Alexandre foi sagrado Bispo. Na primeira alocução que fez aos diocesanos, justificou plenamente o conceito de São Gregório e os habitantes de Comana julgaram-se felizes de ter achado um Prelado tão digno.

A administração do novo Bispo provou sobejamente que estava à altura do cargo. Verdadeiro pai do povo, conduzia-o pelo caminho da salvação; exemplo para todos, a todos recomendava as virtudes da justiça, da misericórdia, da perseverança e o desejo do céu, nos tempos perigosíssimos, em que o demônio andava a mover novas perseguições. Exortava-os a que ficassem firmes também na presença do tirano. O que aconselhava, ele próprio punha em execução.

Numa perseguição, foi condenado à morte pelo fogo. Dizem alguns que este martírio coincide com a perseguição de Décio.

Reflexões

Admirável como poucas, é a vida de Santo Alexandre. Ele, que no mundo podia ter tido uma vida confortável, abandona tudo para, na solidão, desconhecido de todos, servir a Deus.

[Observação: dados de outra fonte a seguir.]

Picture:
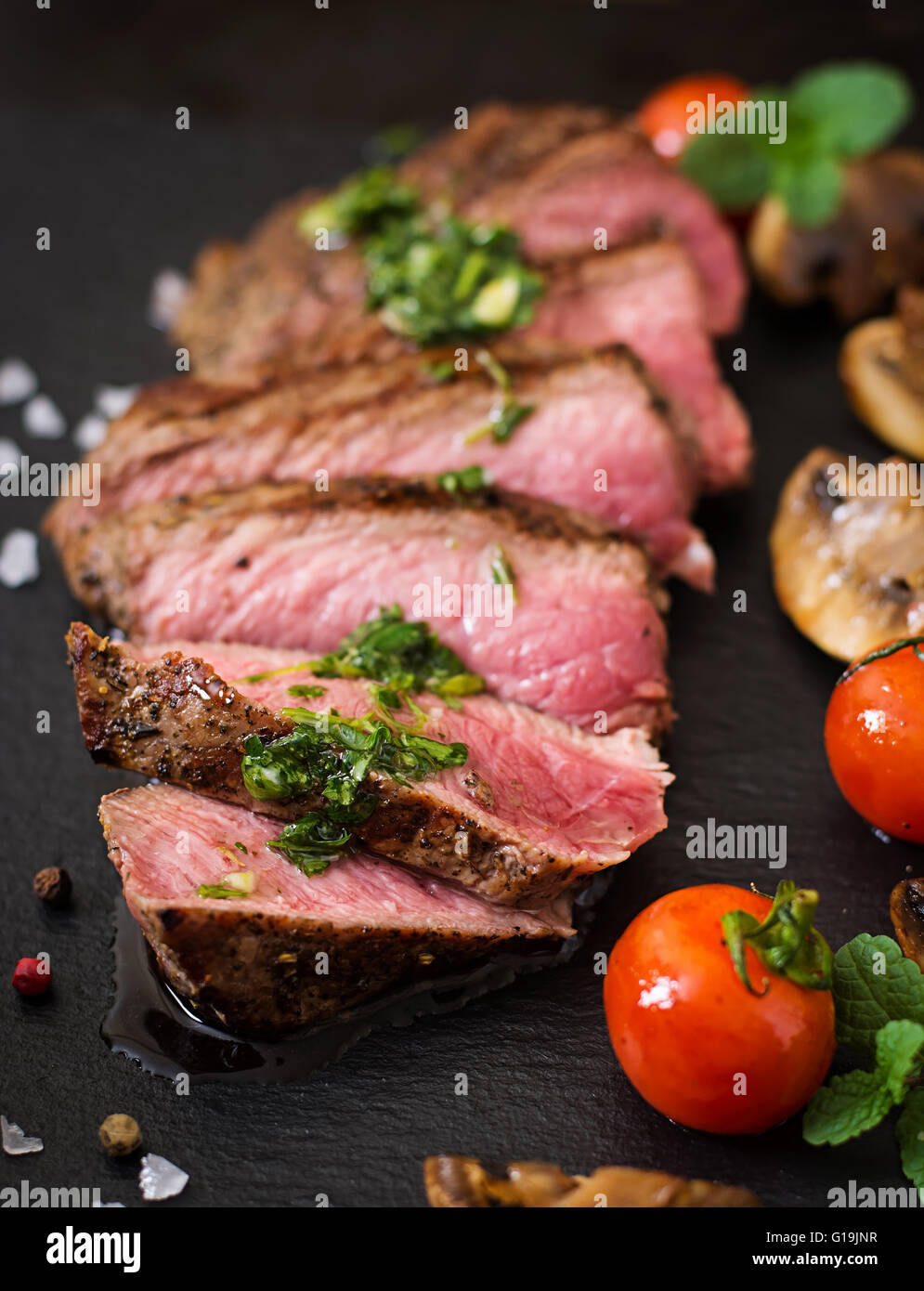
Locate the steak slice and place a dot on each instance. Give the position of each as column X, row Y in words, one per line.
column 553, row 175
column 645, row 297
column 598, row 440
column 536, row 806
column 254, row 963
column 281, row 565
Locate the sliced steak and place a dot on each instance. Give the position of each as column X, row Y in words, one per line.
column 536, row 806
column 579, row 636
column 295, row 950
column 598, row 440
column 555, row 175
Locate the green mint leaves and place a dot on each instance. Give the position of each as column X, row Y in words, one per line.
column 879, row 1002
column 835, row 112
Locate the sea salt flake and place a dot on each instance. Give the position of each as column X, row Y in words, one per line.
column 9, row 456
column 168, row 292
column 113, row 400
column 17, row 381
column 16, row 1142
column 19, row 558
column 90, row 431
column 161, row 1179
column 43, row 419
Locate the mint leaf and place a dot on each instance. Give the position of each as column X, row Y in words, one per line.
column 845, row 1108
column 910, row 1135
column 856, row 106
column 810, row 188
column 874, row 984
column 732, row 168
column 898, row 1047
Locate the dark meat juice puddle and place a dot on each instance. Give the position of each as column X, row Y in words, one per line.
column 150, row 1023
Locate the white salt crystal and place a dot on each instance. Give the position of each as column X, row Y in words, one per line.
column 161, row 1179
column 113, row 400
column 43, row 419
column 168, row 292
column 17, row 381
column 19, row 558
column 9, row 456
column 90, row 431
column 14, row 1141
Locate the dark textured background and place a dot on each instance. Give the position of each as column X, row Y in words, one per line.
column 281, row 96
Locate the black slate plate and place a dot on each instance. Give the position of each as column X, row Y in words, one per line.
column 280, row 96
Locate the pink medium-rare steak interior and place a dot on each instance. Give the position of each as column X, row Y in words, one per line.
column 566, row 793
column 649, row 298
column 598, row 442
column 582, row 638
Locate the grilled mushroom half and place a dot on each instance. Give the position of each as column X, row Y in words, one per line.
column 881, row 366
column 848, row 563
column 906, row 907
column 463, row 1182
column 839, row 261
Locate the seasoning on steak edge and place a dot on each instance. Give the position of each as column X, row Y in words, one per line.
column 563, row 804
column 599, row 442
column 553, row 175
column 251, row 962
column 281, row 565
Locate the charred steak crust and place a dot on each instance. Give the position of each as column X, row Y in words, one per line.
column 177, row 721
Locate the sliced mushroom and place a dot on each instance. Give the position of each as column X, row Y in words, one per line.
column 906, row 907
column 881, row 366
column 839, row 261
column 462, row 1181
column 848, row 568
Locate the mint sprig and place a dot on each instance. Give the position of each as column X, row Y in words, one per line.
column 834, row 114
column 879, row 1006
column 874, row 984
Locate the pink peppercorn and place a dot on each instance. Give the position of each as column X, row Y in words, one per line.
column 33, row 976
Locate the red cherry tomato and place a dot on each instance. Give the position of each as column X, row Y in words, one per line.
column 691, row 1037
column 663, row 116
column 874, row 736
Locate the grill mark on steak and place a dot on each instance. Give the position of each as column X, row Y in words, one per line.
column 175, row 718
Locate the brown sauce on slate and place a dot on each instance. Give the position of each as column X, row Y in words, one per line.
column 150, row 1024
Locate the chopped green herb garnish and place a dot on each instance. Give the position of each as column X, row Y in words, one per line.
column 218, row 890
column 400, row 656
column 332, row 757
column 469, row 479
column 361, row 204
column 507, row 413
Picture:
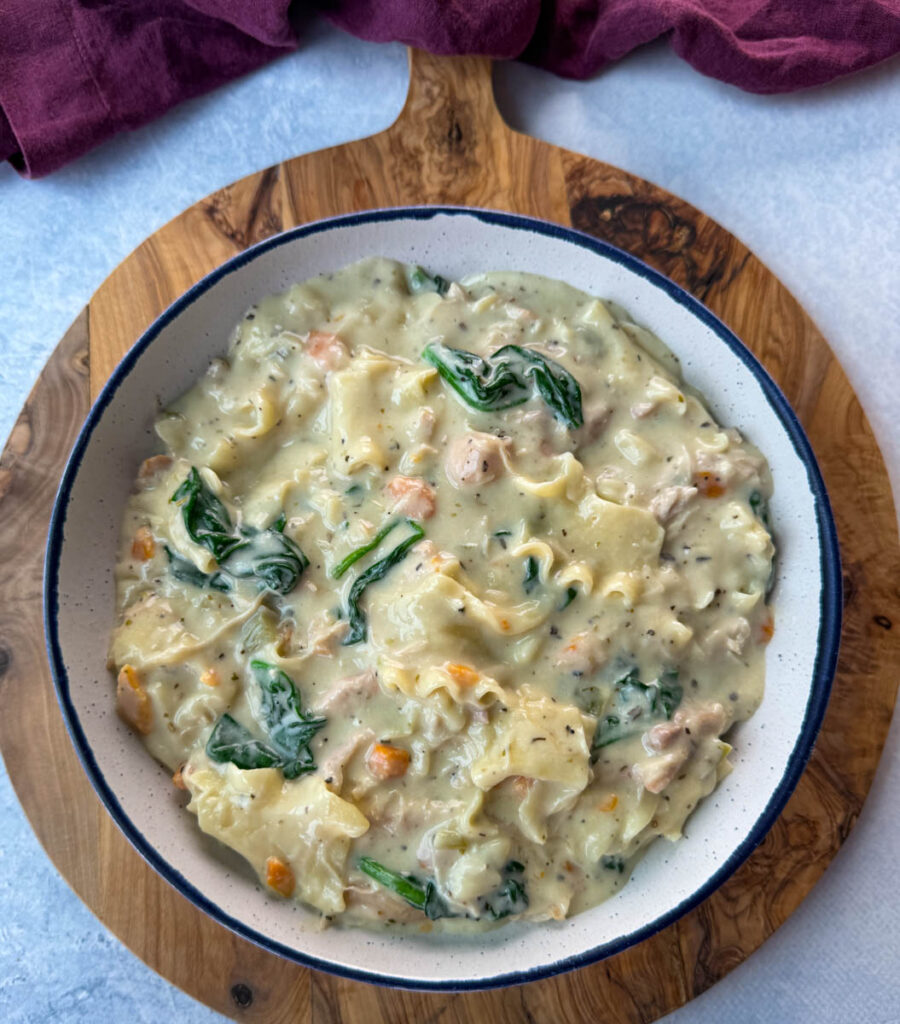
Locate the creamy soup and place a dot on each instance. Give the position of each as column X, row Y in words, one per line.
column 442, row 597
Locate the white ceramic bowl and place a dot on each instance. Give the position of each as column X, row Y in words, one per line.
column 770, row 750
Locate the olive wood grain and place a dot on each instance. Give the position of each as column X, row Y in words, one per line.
column 449, row 145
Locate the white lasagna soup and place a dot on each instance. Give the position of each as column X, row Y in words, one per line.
column 442, row 597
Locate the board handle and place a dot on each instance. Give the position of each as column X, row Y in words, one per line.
column 451, row 99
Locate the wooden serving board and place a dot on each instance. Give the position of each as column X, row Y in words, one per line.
column 449, row 145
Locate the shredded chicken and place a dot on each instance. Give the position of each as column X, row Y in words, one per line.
column 412, row 497
column 476, row 458
column 349, row 692
column 333, row 765
column 670, row 502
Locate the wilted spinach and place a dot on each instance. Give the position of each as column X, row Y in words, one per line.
column 511, row 896
column 267, row 556
column 290, row 729
column 424, row 896
column 185, row 571
column 420, row 280
column 232, row 741
column 355, row 615
column 532, row 574
column 634, row 707
column 509, row 377
column 206, row 518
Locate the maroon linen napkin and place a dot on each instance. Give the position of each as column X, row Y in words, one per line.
column 75, row 72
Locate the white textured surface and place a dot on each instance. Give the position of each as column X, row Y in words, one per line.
column 811, row 182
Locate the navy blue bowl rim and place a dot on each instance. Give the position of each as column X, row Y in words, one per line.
column 823, row 670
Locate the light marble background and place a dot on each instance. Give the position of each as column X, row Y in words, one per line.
column 811, row 182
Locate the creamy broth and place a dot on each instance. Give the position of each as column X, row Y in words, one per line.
column 422, row 663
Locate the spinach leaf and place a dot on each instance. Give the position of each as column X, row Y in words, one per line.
column 760, row 507
column 232, row 741
column 268, row 556
column 511, row 896
column 634, row 707
column 185, row 571
column 509, row 377
column 290, row 728
column 355, row 555
column 532, row 574
column 206, row 518
column 355, row 615
column 424, row 896
column 671, row 691
column 420, row 280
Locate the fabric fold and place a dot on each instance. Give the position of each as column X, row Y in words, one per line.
column 74, row 73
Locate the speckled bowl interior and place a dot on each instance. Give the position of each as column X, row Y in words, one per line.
column 770, row 751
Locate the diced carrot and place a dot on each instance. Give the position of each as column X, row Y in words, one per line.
column 326, row 348
column 210, row 677
column 465, row 675
column 143, row 546
column 280, row 877
column 412, row 497
column 385, row 761
column 709, row 484
column 132, row 700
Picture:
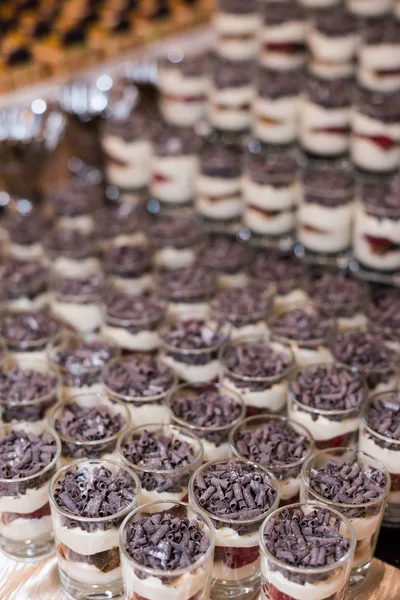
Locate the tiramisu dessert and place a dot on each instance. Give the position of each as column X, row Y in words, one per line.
column 375, row 137
column 237, row 26
column 258, row 371
column 79, row 362
column 380, row 438
column 182, row 84
column 76, row 301
column 164, row 458
column 211, row 411
column 230, row 94
column 270, row 193
column 306, row 331
column 191, row 348
column 280, row 445
column 174, row 165
column 283, row 36
column 328, row 400
column 219, row 183
column 237, row 496
column 376, row 238
column 318, row 566
column 29, row 452
column 187, row 290
column 127, row 151
column 357, row 486
column 89, row 501
column 326, row 210
column 275, row 110
column 143, row 383
column 367, row 351
column 132, row 320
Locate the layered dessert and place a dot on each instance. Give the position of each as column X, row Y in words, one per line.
column 143, row 383
column 376, row 240
column 326, row 211
column 306, row 331
column 182, row 84
column 164, row 458
column 375, row 134
column 270, row 193
column 219, row 183
column 280, row 445
column 283, row 36
column 328, row 400
column 211, row 411
column 258, row 371
column 230, row 94
column 76, row 301
column 191, row 349
column 127, row 152
column 275, row 109
column 174, row 165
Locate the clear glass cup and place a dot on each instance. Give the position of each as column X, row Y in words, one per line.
column 280, row 581
column 144, row 583
column 214, row 439
column 74, row 450
column 288, row 474
column 236, row 569
column 166, row 484
column 365, row 518
column 26, row 531
column 87, row 548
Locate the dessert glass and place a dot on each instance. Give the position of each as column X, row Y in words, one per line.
column 26, row 532
column 144, row 583
column 365, row 517
column 87, row 548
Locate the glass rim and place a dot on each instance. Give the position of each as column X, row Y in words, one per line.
column 302, row 570
column 176, row 572
column 101, row 462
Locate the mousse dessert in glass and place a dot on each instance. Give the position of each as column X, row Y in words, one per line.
column 277, row 443
column 29, row 453
column 143, row 384
column 167, row 548
column 356, row 485
column 328, row 399
column 318, row 567
column 257, row 370
column 89, row 500
column 211, row 410
column 191, row 348
column 237, row 496
column 164, row 457
column 380, row 438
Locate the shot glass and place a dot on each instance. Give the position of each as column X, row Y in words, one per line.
column 281, row 580
column 87, row 547
column 26, row 531
column 365, row 517
column 145, row 583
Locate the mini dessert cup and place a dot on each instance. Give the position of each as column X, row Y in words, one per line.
column 86, row 533
column 147, row 581
column 164, row 457
column 257, row 370
column 379, row 438
column 211, row 410
column 278, row 444
column 25, row 524
column 328, row 399
column 89, row 427
column 236, row 569
column 357, row 486
column 327, row 577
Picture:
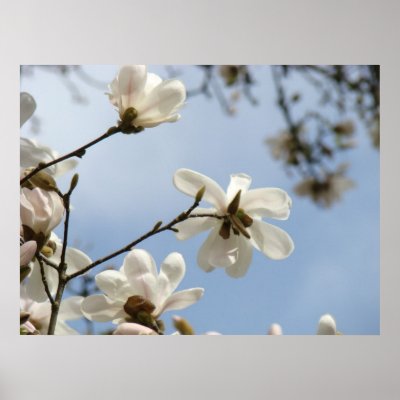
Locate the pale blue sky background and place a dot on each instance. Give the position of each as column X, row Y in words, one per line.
column 126, row 186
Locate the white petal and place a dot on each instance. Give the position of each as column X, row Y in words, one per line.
column 190, row 182
column 62, row 329
column 171, row 273
column 141, row 272
column 41, row 312
column 238, row 182
column 203, row 254
column 267, row 202
column 129, row 328
column 76, row 260
column 218, row 252
column 114, row 284
column 183, row 299
column 240, row 267
column 161, row 103
column 274, row 242
column 100, row 308
column 326, row 325
column 224, row 252
column 27, row 107
column 131, row 80
column 152, row 82
column 71, row 308
column 193, row 226
column 35, row 287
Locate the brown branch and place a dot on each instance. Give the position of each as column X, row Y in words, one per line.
column 76, row 153
column 154, row 231
column 44, row 280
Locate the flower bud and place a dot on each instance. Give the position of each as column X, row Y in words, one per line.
column 74, row 182
column 41, row 180
column 326, row 325
column 234, row 204
column 27, row 252
column 41, row 211
column 183, row 326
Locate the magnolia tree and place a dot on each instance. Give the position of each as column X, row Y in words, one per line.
column 135, row 296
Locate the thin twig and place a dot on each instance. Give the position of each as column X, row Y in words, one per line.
column 62, row 267
column 76, row 153
column 47, row 261
column 181, row 217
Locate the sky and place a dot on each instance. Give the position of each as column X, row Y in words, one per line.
column 126, row 186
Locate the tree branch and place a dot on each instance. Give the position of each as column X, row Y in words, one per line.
column 76, row 153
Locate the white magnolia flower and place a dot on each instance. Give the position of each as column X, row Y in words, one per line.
column 40, row 210
column 155, row 100
column 138, row 281
column 32, row 153
column 131, row 328
column 327, row 325
column 75, row 259
column 39, row 314
column 27, row 252
column 27, row 107
column 232, row 238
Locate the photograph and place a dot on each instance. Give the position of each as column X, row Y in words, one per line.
column 200, row 199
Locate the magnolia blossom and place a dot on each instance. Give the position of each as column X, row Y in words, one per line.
column 239, row 226
column 137, row 289
column 40, row 210
column 154, row 100
column 27, row 252
column 75, row 259
column 327, row 325
column 131, row 328
column 39, row 314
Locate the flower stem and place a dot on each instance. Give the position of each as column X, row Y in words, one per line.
column 181, row 217
column 76, row 153
column 62, row 268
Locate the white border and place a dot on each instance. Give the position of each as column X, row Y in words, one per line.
column 206, row 32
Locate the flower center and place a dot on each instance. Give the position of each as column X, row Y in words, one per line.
column 237, row 219
column 140, row 311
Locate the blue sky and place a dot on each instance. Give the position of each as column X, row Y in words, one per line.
column 126, row 186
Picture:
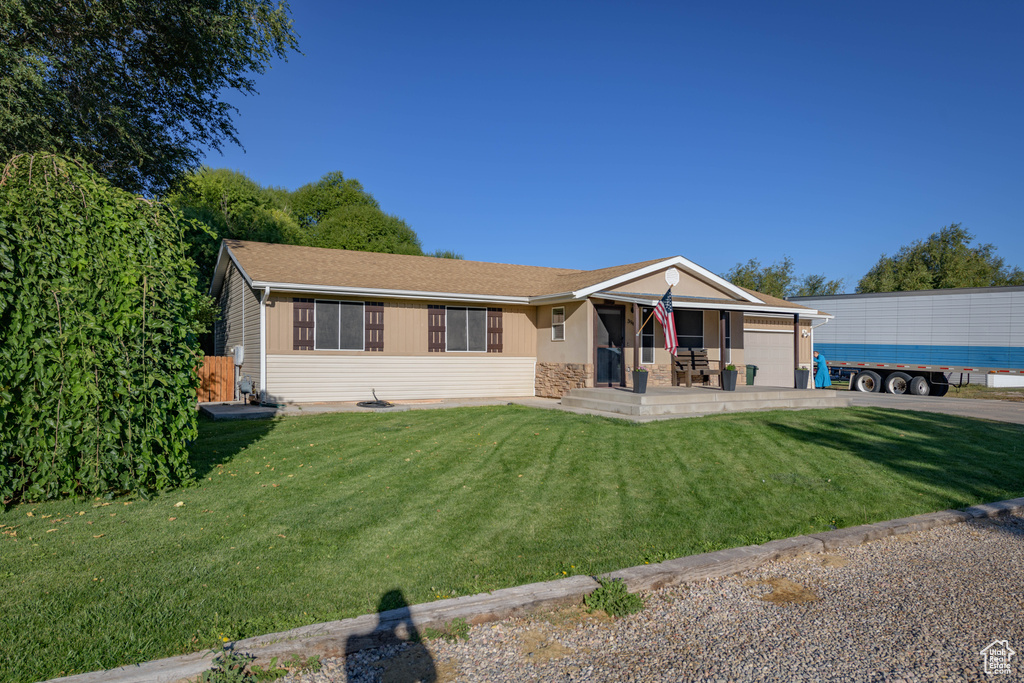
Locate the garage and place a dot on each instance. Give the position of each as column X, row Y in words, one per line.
column 771, row 351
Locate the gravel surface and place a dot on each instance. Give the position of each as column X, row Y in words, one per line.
column 916, row 607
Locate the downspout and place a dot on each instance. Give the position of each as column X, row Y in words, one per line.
column 262, row 343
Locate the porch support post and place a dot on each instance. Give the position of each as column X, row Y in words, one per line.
column 721, row 347
column 637, row 336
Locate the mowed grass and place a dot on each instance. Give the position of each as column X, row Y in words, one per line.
column 315, row 518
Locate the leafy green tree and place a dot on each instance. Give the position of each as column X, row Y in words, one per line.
column 229, row 206
column 363, row 228
column 97, row 336
column 818, row 286
column 946, row 259
column 446, row 253
column 133, row 87
column 775, row 280
column 311, row 203
column 778, row 280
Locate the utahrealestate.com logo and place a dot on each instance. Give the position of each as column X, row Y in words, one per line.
column 997, row 656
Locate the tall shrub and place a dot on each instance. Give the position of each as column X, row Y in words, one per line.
column 97, row 335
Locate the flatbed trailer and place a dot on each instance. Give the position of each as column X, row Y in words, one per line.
column 922, row 342
column 907, row 378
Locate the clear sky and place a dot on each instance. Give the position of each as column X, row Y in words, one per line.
column 588, row 134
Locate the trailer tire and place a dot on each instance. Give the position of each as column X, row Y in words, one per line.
column 866, row 381
column 897, row 383
column 920, row 387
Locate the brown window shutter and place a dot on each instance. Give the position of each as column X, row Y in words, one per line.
column 302, row 325
column 495, row 331
column 436, row 340
column 375, row 326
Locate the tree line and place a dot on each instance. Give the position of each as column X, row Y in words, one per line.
column 946, row 259
column 334, row 212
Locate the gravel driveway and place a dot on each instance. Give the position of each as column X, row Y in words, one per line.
column 916, row 607
column 985, row 409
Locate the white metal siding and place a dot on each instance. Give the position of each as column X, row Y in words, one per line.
column 308, row 378
column 975, row 318
column 772, row 353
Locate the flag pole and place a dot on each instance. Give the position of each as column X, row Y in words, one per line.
column 649, row 316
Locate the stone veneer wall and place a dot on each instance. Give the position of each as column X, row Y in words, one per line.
column 555, row 379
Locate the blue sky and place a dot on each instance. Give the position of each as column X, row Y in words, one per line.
column 587, row 134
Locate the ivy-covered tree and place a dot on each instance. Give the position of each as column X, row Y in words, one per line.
column 946, row 259
column 97, row 335
column 134, row 87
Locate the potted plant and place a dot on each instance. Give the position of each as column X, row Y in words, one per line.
column 729, row 378
column 640, row 380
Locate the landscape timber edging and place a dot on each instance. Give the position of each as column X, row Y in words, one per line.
column 350, row 635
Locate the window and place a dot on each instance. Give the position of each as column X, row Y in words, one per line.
column 466, row 329
column 689, row 329
column 558, row 324
column 339, row 326
column 647, row 337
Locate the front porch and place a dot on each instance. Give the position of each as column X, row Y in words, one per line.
column 697, row 400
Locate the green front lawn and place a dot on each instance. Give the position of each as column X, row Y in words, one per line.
column 315, row 518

Esse sacrifício é realmente mais admirável que o próprio martírio. Ensina-nos que o mundo e o contato com este, não pode dar-nos a felicidade, que anelamos. Ensina-nos também que uma vida humilde, pobre e desconhecida pode ser uma vida santa e preciosa aos olhos de Deus. Quem cumpre o dever, quem pratica o bem, onde se lhe apresenta ocasião, quem leva a cruz com resignação e penitência, quem foge do pecado e se afasta da ira, da calúnia, do ódio, quem zela na família pela conservação das tradições de piedade, quem, afinal, para nos servir da expressão de São Paulo, “vive sóbrio, piedoso e justo neste mundo, na expectativa da bem-aventurança e da vinda de Nosso Senhor Jesus Cristo”, este tem as melhores garantias e os títulos mais seguros do céu. Não tenhas inveja dos ricos. A pobreza é que goza da estima de Deus. Conheces a parábola do rico e do pobre Lázaro? O Evangelho não denuncia vício nenhum do mau rico; diz apenas que se vestia de púrpura, se banqueteava suntuosamente e não tinha coração para o pobre Lázaro. Não obstante, termina: o rico morreu e lá se foi para o inferno. Morreu também o mendigo e os Anjos levaram-no para o seio de Abraão. A riqueza traz muitos perigos e é o maior incitamento para os pecados condenados pela moral cristã, e que fazem perder o céu. A pobreza não só é mais agradável a Deus, como também é um forte baluarte contra os males do mundo. Feliz daquele que também numa posição humilde conserva a alegria do coração, a paz da alma, que vale mais do que todas as fortunas do mundo.

Santos do Martirológio Romano, cuja memória é celebrada hoje:

Em Roma, por entre dois loureiros, o aniversário do martírio de São Tibúrcio. O juiz mandou-o andar descalço sobre brasa e depois deu a ordem para que fosse decapitado.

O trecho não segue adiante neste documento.